A nonclustered index is analogous to an index in a textbook. The data is stored in one place, the index in another, with pointers to the storage location of the data. The items in the index are stored in the order of the index key values, but the information in the table is stored in a different order (which can be dictated by a clustered index). If no clustered index is created on the table, the rows are not guaranteed to be in any particular order.

Similar to the way you use an index in a book, Microsoft® SQL Server™ 2000 searches for a data value by searching the nonclustered index to find the location of the data value in the table and then retrieves the data directly from that location. This makes nonclustered indexes the optimal choice for exact match queries because the index contains entries describing the exact location in the table of the data values being searched for in the queries. If the underlying table is sorted using a clustered index, the location is the clustering key value; otherwise, the location is the row ID (RID) comprised of the file number, page number, and slot number of the row. For example, to search for an employee ID (emp_id) in a table that has a nonclustered index on the emp_id column, SQL Server looks through the index to find an entry that lists the exact page and row in the table where the matching emp_id can be found, and then goes directly to that page and row.

Considerations

Consider using nonclustered indexes for:

  • Columns that contain a large number of distinct values, such as a combination of last name and first name (if a clustered index is used for other columns). If there are very few distinct values, such as only 1 and 0, most queries will not use the index because a table scan is usually more efficient.
  • Queries that do not return large result sets.
  • Columns frequently involved in search conditions of a query (WHERE clause) that return exact matches.
  • Decision-support-system applications for which joins and grouping are frequently required. Create multiple nonclustered indexes on columns involved in join and grouping operations, and a clustered index on any foreign key columns.
  • Covering all columns from one table in a given query. This eliminates accessing the table or clustered index altogether.

Clustered Indexes

A clustered index determines the physical order of data in a table. A clustered index is analogous to a telephone directory, which arranges data by last name. Because the clustered index dictates the physical storage order of the data in the table, a table can contain only one clustered index. However, the index can comprise multiple columns (a composite index), like the way a telephone directory is organized by last name and first name. Clustered Indexes are very similar to Oracle’s IOT’s (Index-Organized Tables).

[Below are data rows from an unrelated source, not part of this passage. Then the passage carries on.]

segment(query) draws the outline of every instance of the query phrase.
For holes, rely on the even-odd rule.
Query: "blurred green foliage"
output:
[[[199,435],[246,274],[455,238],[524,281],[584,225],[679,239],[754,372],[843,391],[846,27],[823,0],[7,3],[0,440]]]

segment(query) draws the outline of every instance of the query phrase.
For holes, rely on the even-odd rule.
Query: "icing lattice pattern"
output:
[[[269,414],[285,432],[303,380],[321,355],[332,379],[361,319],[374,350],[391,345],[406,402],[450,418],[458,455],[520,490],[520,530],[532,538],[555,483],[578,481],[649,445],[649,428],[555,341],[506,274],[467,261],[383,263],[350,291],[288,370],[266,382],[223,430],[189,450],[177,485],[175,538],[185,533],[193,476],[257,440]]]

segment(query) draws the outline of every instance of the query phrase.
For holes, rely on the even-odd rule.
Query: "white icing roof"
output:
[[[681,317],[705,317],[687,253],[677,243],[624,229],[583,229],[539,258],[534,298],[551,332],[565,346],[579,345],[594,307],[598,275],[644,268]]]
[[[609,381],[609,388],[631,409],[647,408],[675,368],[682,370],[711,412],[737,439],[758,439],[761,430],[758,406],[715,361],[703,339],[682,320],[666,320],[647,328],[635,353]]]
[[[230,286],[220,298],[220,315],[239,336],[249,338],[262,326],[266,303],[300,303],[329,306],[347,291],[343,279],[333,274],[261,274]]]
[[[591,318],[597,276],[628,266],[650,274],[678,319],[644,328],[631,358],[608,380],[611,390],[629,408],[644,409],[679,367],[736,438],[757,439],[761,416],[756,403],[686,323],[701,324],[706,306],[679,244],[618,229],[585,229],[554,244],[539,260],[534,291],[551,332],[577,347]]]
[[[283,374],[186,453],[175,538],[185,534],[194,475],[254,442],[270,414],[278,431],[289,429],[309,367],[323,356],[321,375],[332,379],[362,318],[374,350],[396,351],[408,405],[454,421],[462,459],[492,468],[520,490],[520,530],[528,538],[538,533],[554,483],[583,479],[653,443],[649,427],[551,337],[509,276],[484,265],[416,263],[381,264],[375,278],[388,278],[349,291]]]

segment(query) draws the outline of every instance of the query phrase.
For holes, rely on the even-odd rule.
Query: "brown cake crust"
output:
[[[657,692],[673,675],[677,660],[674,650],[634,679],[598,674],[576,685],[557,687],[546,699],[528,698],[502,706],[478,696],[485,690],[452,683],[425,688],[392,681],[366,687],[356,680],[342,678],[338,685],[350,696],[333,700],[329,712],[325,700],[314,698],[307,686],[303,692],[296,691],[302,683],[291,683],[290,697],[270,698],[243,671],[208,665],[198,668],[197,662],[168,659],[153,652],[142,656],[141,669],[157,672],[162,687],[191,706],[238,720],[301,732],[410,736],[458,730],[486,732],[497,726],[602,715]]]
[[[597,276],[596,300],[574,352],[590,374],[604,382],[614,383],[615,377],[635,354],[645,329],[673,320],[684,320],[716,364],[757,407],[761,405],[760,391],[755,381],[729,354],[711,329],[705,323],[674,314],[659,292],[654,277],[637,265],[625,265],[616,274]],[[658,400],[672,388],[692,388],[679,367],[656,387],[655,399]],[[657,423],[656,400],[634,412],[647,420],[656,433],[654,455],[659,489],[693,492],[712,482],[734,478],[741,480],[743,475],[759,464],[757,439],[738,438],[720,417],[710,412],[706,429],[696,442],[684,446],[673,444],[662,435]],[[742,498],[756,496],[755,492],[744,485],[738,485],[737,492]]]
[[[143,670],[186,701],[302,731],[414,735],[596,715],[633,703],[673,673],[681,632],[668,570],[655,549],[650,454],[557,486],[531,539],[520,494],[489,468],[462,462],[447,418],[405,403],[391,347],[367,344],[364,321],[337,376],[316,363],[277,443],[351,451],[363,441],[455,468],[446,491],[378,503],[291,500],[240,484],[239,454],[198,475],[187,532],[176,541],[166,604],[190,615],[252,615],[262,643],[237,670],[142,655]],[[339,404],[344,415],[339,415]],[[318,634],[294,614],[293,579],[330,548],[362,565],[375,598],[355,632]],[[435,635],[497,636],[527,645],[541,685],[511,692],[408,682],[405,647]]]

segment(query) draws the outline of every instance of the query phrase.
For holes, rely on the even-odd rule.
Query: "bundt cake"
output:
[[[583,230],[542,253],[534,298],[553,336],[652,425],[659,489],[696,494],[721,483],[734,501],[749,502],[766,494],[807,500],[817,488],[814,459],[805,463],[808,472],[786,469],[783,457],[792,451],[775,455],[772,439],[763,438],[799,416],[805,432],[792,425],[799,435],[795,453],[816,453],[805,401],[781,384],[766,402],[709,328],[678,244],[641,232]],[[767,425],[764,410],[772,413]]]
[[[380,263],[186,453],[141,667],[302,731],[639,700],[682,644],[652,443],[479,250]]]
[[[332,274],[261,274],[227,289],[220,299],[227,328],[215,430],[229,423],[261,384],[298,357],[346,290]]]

A clustered index is particularly efficient on columns that are often searched for ranges of values. After the row with the first value is found using the clustered index, rows with subsequent indexed values are guaranteed to be physically adjacent. For example, if an application frequently executes a query to retrieve records between a range of dates, a clustered index can quickly locate the row containing the beginning date, and then retrieve all adjacent rows in the table until the last date is reached. This can help increase the performance of this type of query. Also, if there is a column(s) that is used frequently to sort the data retrieved from a table, it can be advantageous to cluster (physically sort) the table on that column(s) to save the cost of a sort each time the column(s) is queried.

Clustered indexes are also efficient for finding a specific row when the indexed value is unique. For example, the fastest way to find a particular employee using the unique employee ID column emp_id is to create a clustered index or PRIMARY KEY constraint on the emp_id column.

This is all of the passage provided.